Nos últimos anos, alguns estudos mostram que Portugal é um dos países da União Europeia onde menos se lê, com 40% dos portugueses a lerem apenas um livro por ano. Podemos encontrar culpados para os baixos números que Portugal apresenta todos os anos? Será o ensino, as editoras, ou a geração digital que não tem tempo para ler?

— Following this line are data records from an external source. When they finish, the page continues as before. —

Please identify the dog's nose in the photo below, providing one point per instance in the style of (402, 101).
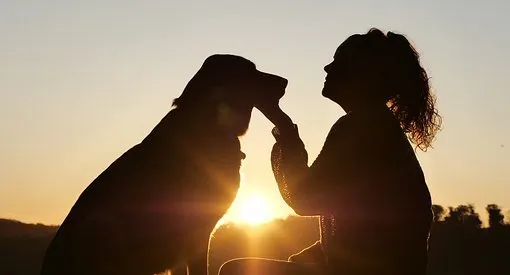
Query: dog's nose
(283, 82)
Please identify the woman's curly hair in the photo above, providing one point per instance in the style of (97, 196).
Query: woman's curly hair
(411, 99)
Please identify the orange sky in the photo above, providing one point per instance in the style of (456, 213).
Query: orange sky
(82, 83)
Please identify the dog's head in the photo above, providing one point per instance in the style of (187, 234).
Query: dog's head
(230, 86)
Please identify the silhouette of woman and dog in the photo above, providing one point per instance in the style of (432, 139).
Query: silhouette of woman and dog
(153, 209)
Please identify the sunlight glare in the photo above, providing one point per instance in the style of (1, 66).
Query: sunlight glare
(254, 210)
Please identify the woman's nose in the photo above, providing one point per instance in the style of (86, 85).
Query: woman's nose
(327, 67)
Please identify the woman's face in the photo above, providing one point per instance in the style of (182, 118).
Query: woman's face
(340, 73)
(355, 76)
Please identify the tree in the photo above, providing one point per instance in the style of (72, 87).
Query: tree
(438, 211)
(464, 215)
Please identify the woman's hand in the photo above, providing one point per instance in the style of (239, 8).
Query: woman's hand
(276, 115)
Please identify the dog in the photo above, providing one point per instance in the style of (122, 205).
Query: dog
(154, 208)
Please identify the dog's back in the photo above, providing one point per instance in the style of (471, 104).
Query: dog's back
(153, 204)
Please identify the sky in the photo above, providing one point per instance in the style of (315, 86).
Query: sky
(83, 81)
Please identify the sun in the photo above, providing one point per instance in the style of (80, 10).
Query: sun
(251, 209)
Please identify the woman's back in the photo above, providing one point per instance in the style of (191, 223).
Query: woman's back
(379, 203)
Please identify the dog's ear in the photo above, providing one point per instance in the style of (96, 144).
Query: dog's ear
(218, 92)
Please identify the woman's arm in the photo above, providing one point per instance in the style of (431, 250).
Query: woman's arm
(304, 188)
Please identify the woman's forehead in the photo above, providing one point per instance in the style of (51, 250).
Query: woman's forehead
(352, 42)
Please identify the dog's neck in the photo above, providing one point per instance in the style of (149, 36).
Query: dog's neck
(205, 119)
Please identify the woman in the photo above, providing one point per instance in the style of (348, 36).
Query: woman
(366, 185)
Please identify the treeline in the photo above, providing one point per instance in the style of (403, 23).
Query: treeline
(459, 244)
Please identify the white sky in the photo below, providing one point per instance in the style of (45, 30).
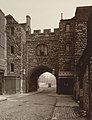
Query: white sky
(44, 13)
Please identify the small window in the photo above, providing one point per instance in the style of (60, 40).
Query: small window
(67, 28)
(12, 30)
(67, 47)
(12, 49)
(42, 50)
(12, 67)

Helena Magalhães começou a ler quando ainda era criança para contrariar o gaguejar. A pressa de contornar a situação levou-a a ser a primeira da sua turma a saber ler. Os livros eram um escape, porque, se falar era complicado, no papel as palavras não se atrapalhavam. Entre Alice Vieira e Harry Potter, foi lendo tudo aquilo que conseguia e lhe interessava no seu universo para controlar a sua dicção. Estudou Políticas Sociais e Criminologia, mas foi o jornalismo que a fez voltar às palavras e hoje é escritora, jornalista freelancer, e autora do Book Gang e da Magapaper, onde cria agendas e notebooks feitos à mão para incentivar a escrita. “Diz-lhe que não”, foi o seu primeiro livro, seguido de “Raparigas como nós”, mas foi com o Book Gang que Helena Magalhães pôs o publico e as editoras a pensar.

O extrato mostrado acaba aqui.